Dos circunstancias relacionadas con la Cumbre de Lisboa me han llamado muy en particular la atención. La primera: que se congregara en la zona de la Expo, donde se reunían los presidentes y jefes de Gobierno, la manifestación de protesta más concurrida que ha vivido Lisboa en las últimas dos décadas. El contraste era tan […]
Dos circunstancias relacionadas con la Cumbre de Lisboa me han llamado muy en particular la atención.

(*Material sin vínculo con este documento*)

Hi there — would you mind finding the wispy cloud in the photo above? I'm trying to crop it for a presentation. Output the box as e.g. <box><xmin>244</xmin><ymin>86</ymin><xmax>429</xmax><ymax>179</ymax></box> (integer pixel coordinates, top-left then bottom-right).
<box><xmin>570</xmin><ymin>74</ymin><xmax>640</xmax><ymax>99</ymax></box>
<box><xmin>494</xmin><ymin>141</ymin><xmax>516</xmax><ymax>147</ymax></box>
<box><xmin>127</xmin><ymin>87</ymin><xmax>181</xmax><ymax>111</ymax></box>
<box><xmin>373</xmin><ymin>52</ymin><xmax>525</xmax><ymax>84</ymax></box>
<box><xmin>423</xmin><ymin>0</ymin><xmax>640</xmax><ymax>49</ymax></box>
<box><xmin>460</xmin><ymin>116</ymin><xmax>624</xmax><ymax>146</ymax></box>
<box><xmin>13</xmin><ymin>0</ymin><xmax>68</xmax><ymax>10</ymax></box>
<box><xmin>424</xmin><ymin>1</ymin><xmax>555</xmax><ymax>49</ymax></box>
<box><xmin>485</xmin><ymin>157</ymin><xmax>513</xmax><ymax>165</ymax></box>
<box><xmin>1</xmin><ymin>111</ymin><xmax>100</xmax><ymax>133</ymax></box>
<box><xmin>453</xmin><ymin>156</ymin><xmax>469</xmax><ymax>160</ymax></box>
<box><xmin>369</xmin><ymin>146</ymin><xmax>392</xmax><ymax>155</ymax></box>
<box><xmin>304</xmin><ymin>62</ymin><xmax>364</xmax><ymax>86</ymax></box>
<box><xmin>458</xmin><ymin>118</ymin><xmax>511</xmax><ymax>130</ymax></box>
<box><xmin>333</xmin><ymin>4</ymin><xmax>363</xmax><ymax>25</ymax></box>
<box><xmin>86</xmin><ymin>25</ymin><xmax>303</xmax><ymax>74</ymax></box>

La primera: que se congregara en la zona de la Expo, donde se reunían los presidentes y jefes de Gobierno, la manifestación de protesta más concurrida que ha vivido Lisboa en las últimas dos décadas. El contraste era tan escandaloso que cualquier comentario resultaba innecesario: de un lado, los mandamases de los Veintisiete, sonrientes, encantados de lo bien que les va todo cuando se ponen de acuerdo; del otro, la muchedumbre de trabajadores portugueses, hartos de los muchos males que les aquejan y de lo poco que hace la UE por solucionárselos.

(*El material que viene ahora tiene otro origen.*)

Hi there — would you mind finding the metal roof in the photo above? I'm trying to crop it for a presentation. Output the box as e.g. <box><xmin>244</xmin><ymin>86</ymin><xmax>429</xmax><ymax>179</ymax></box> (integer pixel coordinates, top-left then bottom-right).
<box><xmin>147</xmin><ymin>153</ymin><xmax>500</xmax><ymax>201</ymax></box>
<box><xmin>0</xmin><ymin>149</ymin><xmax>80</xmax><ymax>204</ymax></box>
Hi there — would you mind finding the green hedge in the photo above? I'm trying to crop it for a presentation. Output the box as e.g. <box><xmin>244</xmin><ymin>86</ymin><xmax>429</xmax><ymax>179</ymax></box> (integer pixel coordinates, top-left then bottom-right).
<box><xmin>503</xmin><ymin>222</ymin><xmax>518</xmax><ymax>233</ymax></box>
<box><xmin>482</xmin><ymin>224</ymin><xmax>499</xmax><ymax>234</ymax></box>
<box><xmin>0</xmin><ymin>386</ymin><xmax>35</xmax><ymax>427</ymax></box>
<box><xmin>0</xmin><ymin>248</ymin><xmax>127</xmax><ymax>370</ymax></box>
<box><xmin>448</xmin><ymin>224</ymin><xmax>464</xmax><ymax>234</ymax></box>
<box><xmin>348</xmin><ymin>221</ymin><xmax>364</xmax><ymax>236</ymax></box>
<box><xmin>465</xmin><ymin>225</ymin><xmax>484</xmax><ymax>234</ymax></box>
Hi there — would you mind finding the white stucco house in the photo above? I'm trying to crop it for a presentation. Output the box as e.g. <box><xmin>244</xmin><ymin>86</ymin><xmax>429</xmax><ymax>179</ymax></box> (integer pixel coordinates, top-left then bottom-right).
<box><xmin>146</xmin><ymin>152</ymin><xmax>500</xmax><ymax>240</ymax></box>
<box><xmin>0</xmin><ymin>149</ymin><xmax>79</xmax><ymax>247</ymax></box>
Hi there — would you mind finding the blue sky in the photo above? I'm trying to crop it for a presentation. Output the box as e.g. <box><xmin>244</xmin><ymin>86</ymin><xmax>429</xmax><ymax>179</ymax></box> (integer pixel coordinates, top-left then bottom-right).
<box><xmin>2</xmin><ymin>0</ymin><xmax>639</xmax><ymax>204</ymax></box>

La segunda circunstancia para mí especialmente llamativa: cuentan las crónicas que los jefes máximos de los Veintisiete mostraron su honda preocupación ante la posibilidad de que el premier británico, Gordon Brown, se vea forzado a convocar un referéndum que le permita ratificar o le obligue a rechazar el nuevo Tratado. La preocupación viene dada porque todos ellos creen muy probable que la población británica votara mayoritariamente en contra. Brown tuvo el detalle, tranquilizador para sus colegas, de asegurar que esa consulta no se realizará, es decir, que se prepara para obrar prescindiendo de los deseos mayoritarios de su pueblo.
La actitud de Brown puede parecer particularmente cínica, y cínica sí que lo es, pero no particularmente. Sus homólogos continentales tienen tan pocos deseos de someter el asunto a votación popular como él mismo. Para evitar ese peligro, han recurrido a diversas argucias jurídicas que permitirán a algunos Gobiernos vadear los imperativos constitucionales que tantos problemas les causaron cuando quisieron sacar adelante la abortada Constitución Europea.
No parece nada exagerado afirmar, a la vista de cómo están las cosas, que los gobernantes europeos tienen miedo de sus propios pueblos.
Es una situación que se han ganado a pulso, conformando unas estructuras de poder que la ciudadanía del Viejo Continente percibe como frías, lejanas e inaccesibles. Una percepción bastante razonable porque, en muy buena medida, son exactamente así.